Co to oznacza? Wszystko wskazuje na to, że jest za wcześnie, żeby mówić o przesileniu w rywalizacji kin i VOD. Streaming nie zmonopolizuje na razie rynku, choć z pewnością urośnie w siłę. Świadczyć mogą o tym odpowiedzi na kolejne pytanie. 49% ankietowanych nie wierzy w to, że VOD już teraz pokona dystrybucję kinową. Jedynie 4% pytanych bierze pod uwagę taką ewentualność. 33% woli nie wypowiadać się na ten temat. Sytuacja jest tak dynamiczna, że jeszcze wiele może się zdarzyć. Co, jeśli w drugiej połowie roku nie uda się jednak otworzyć kin albo władza w strachu przed kolejną falą pandemii przezornie zamknie wszystkie skupiska ludzkie? Jest to wielce prawdopodobne, zwłaszcza że nauczeni na błędach rządzący mogą starać się stłamsić zagrożenie w zarodku. Taka ewentualność byłaby jednak gwoździem do trumny biznesu rozrywkowego. Cały rok bez kinowej dystrybucji wyrobiłby wśród widzów nawyki, które później trudno byłoby wyplenić. W perspektywie nieznanej przyszłości filmowi producenci również chętniej umieszczaliby swoje obrazy w ofertach platform VOD. Symbolem zmian byłby zapewne debiut Czarnej wdowy lub Mulan w streamingu Disneya. Na tę chwilę nie ma przesłanek, że coś takiego się wydarzy, ale rok 2020 jak na razie jest tak nieprzewidywalny, że dosłownie wszystko jest możliwe.

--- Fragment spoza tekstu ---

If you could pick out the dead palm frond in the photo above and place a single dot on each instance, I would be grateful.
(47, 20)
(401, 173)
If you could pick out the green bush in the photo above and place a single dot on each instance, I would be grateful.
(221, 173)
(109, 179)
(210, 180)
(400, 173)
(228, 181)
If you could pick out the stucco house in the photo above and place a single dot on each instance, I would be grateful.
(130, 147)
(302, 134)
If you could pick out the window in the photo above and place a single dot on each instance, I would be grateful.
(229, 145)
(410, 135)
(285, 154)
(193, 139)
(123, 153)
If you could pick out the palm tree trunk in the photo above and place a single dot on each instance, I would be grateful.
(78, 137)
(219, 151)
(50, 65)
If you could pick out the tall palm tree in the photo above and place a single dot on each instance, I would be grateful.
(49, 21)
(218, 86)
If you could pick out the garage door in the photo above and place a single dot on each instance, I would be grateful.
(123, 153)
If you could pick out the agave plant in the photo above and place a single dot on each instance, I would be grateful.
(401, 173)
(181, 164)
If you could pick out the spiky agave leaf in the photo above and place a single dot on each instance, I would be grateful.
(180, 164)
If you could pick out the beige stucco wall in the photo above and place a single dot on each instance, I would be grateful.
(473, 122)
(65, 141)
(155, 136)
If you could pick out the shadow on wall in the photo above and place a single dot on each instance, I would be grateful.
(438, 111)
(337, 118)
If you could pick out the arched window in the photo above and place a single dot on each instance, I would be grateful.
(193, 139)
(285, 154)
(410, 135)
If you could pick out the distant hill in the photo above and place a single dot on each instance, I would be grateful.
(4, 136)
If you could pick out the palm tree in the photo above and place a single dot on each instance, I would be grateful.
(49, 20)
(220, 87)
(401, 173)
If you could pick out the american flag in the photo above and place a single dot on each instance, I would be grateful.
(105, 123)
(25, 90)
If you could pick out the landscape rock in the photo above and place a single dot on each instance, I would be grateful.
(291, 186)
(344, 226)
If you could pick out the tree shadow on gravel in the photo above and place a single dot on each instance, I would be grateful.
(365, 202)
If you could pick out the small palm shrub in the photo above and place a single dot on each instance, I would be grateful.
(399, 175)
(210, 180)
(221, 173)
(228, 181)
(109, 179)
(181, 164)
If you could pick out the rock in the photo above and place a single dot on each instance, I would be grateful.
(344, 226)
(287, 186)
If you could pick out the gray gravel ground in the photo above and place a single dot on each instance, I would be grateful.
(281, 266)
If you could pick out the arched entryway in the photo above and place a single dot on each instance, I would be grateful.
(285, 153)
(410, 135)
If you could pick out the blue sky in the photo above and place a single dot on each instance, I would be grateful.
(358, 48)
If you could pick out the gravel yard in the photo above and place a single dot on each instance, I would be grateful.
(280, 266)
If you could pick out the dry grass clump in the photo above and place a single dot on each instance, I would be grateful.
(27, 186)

Czy w tym wszystkim jest jakieś światełko w tunelu? Możemy optymistycznie patrzeć w przyszłość czy raczej nie mamy powodu do radości? Z pewnością my, jako widzowie, nic tutaj nie stracimy, co więcej możemy nieco zyskać. Dystrybucja VOD jest mimo wszystko prostszym środkiem dostępu do filmów, więc siłą rzeczy, jeśli czegoś nie zobaczymy na sali kinowej, to pojawi się to z pewnością na ekranach naszych telewizorów. Boli oczekiwanie na filmy, które w tym roku miały być wielkimi przebojami. Wcześniej czy później będące w zawieszeniu produkcje ujrzą przecież światło dzienne. Gorzej, jeśli w szerszej perspektywie hollywoodzcy decydenci uznają, że nie jest już opłacalne kręcenie tak wielkich blockbusterów. Wtedy projekty typu MCU mogłyby zostać zagrożone, co z pewnością złamałoby serca milionom fanów na całym świecie. Obecnie nikt nie bierze pod uwagę takiej ewentualności. Z naszej ankiety wynika, że kina wciąż zajmują należne miejsce w sercach miłośników filmów. Tego żaden Covid nie wypleni, choć na horyzoncie jak na razie trudno znaleźć przebłysk słońca.